In this case, OP's MIL gave her iPad to an 18-month-old toddler after being repeatedly told that he would likely break it and asked not to let him touch it. Massive, massive difference.

fc301 · 01/09/2017 16:59

I'm with PeaFaceMcgee. This is way more dysfunctional than an accident.
Let's be clear. By repeatedly encouraging him to take the iPad she was consistently and deliberately setting him up to fail. Then she shouted at a deaf one year old, sulked, and told you that (a baby) shouldn't have nice things if he can't look after them. WTAF?
Cease encouraging them to form a relationship and instead create clear and specific boundaries (with your DH) relating to any and all contact she has with your son.

KityGlitr · 01/09/2017 17:23

She sounds horrendous. I can't believe she shouted at him and called him a silly boy. I don't even have kids but if someone did that to my niece or nephew I'd be baying for blood. Kids break stuff at that age. You know this and made it clear to her and tried to take the iPad away. She thought she knew best and was probably acting so viciously as she was humiliated you'd been proved right about the iPad not being appropriate for him, so she had to pin the blame on him. A one your old ffs.

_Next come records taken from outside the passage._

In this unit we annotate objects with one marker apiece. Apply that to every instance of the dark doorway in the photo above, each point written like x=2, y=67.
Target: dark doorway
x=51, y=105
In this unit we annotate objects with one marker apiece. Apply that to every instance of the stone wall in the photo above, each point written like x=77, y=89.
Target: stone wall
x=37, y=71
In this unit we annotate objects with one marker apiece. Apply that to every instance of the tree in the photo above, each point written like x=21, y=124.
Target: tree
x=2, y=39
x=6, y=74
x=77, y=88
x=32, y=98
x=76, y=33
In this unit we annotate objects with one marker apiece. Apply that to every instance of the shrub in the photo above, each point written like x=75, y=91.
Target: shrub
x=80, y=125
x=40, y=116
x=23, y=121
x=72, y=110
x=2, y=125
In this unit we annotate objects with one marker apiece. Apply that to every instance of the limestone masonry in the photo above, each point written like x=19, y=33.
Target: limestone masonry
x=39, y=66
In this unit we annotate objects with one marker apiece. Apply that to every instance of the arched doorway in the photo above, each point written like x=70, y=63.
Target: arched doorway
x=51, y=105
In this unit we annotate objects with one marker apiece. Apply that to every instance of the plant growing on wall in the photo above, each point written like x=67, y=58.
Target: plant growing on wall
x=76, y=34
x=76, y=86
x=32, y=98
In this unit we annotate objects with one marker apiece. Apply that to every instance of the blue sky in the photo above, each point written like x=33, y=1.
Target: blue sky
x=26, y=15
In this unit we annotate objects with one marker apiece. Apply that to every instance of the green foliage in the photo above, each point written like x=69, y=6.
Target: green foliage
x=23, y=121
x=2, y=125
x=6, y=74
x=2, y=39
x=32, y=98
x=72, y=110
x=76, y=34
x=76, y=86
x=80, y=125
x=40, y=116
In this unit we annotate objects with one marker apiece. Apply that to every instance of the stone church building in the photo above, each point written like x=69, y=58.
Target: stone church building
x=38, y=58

I wouldn't trust someone like that around my kid. You wouldn't have been unreasonable not to have paid but I can see why you did and even in those circumstances if I could afford to pay and the other person was skint I'd have done it just to be kind. But the way she acted would forever colour my opinion of her and I wouldn't want to spend much time with her unless she independently approached you off her own back and admitted she overreacted, was sorry, knew it was her fault not your DS' and would be careful not to let it happen again.

If she didn't acknowledge what she did was wrong I'd struggle being around her. Shouting at a deaf child. I'm not saying what she did is the most heinous thing a GP can do but it's better to have no or low contact with someone like that than to force it just because of blood ties.

cluelessnewmum · 01/09/2017 17:32

Sorry but your MIL sounds like an idiot on several fronts.

  1. Most seriously because she called your one year old DS a silly boy and told him off, I would have stern words with a family member for that and if they kept doing it I wouldn't visit them anymore.
  1. She gave the ipad back to the baby even after you said not to.
  1. She gave the ipad to the baby without your permission. Each to their own but I wouldn't want such a small child having screen time and would be annoyed if a family member gave them a device to play with.

You shouldn't have paid her a penny and your dh was weak for giving her the money.

I would email her and say that in future you're not paying for any expensive stuff she is stupid enough to give to your child.